Tennessee Governor Wants Marijuana Decriminalization Idea To Go Up In Smoke

Tennessee's two largest cities are considering proposals that would make possession of a small amount of marijuana carry the same penalties as a speeding ti...
Governor Haslam On Decriminalizing Marijuana_20160825231703
Tennessee’s two largest cities are considering proposals that would make possession of a small amount of marijuana carry the same penalties as a speeding ticket.  Local 24 Watchdog Mike Matthews tells us the Governor doesn’t like these ideas at all.
 
Nashville is working on it. Memphis is about to start working on it.
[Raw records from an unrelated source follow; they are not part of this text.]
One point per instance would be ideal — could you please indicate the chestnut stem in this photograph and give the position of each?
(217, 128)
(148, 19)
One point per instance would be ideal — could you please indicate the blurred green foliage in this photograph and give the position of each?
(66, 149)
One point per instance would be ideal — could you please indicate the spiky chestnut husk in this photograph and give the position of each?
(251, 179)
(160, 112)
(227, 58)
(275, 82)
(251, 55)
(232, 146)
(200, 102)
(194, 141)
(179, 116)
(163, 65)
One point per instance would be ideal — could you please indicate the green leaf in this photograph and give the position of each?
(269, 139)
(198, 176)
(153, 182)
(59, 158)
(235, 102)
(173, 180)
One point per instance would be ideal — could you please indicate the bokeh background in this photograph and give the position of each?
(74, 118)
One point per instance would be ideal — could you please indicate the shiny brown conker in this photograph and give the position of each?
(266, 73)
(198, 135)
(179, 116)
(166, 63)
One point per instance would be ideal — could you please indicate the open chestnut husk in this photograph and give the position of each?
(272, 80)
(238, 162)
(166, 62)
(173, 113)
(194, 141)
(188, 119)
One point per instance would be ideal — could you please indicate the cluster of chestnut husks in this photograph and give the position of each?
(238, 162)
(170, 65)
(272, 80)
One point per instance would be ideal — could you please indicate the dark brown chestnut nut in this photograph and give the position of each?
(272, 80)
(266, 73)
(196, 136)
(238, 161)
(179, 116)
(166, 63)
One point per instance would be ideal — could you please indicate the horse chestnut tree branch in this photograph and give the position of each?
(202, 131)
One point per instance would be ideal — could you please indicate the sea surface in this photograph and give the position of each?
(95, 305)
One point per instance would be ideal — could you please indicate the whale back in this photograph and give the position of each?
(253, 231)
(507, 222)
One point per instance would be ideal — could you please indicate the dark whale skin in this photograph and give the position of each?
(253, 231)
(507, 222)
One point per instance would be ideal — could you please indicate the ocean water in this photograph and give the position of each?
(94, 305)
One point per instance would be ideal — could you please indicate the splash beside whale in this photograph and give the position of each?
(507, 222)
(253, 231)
Governor Bill Haslam of Tennessee would just assume his two largest cities would just drop it.
 
It concerns decriminalizing the possession of half an ounce or less of marijuana. Those currently caught could spend time in jail. But Memphis City Councilman Berlin Boyd says he thinks the current law is unfair, and while not calling for legalization, he thinks those caught should only have to pay a fine.
 
Governor Haslam says that idea doesn’t float his boat. “I’m not a fan,” he says. “While I do think we’ve had some people who have spent more time in jail than they need to for that. I’m not in favor of decriminalizing that.”
 
Those who support the idea point to a clogged Criminal Justice Center at 201 Poplar, where courtrooms and the jail are jam packed. “201 (Poplar)  is full,” says attorney John Maryk, who favors decriminalization.  “By doing this, we get the people out of the courtrooms. Also, its going to be a new revenue source.”
 
While it appears the majority of city council members like the idea of decriminalization, it’s not a unanimous feeling. City Councilwoman Janis Fullilove expressed her feelings in a way that will be remembered for quite some time. “Stop driving and having weed in your car,” she said. “I think responsible weed smokers smoke their joints at home.”
 
There is no indication out of Nashville that marijuana laws will change when legislators meet next year. There were some changes in penalties that were approved this year. Still, don’t count on Governor Haslam pushing for the changes proposed in Memphis and for the city of Nashville.
 
“I think we have enough of an issue around substance abuse now,” he said. “You can debate whether it’s a gateway drug and all this. I’m not the expert. But I just don’t think its a helpful step for our society given the struggles we have right now with substance abuse.”
 
Nobody is talking about making it legal. It would still be against the law to be carrying around half an ounce of marijuana, only if decriminalized, you wouldn’t go to jail, you’d pay a fine. The Memphis City Council is scheduled to give the decriminalization plan the first of three readings on Tuesday, September 6th.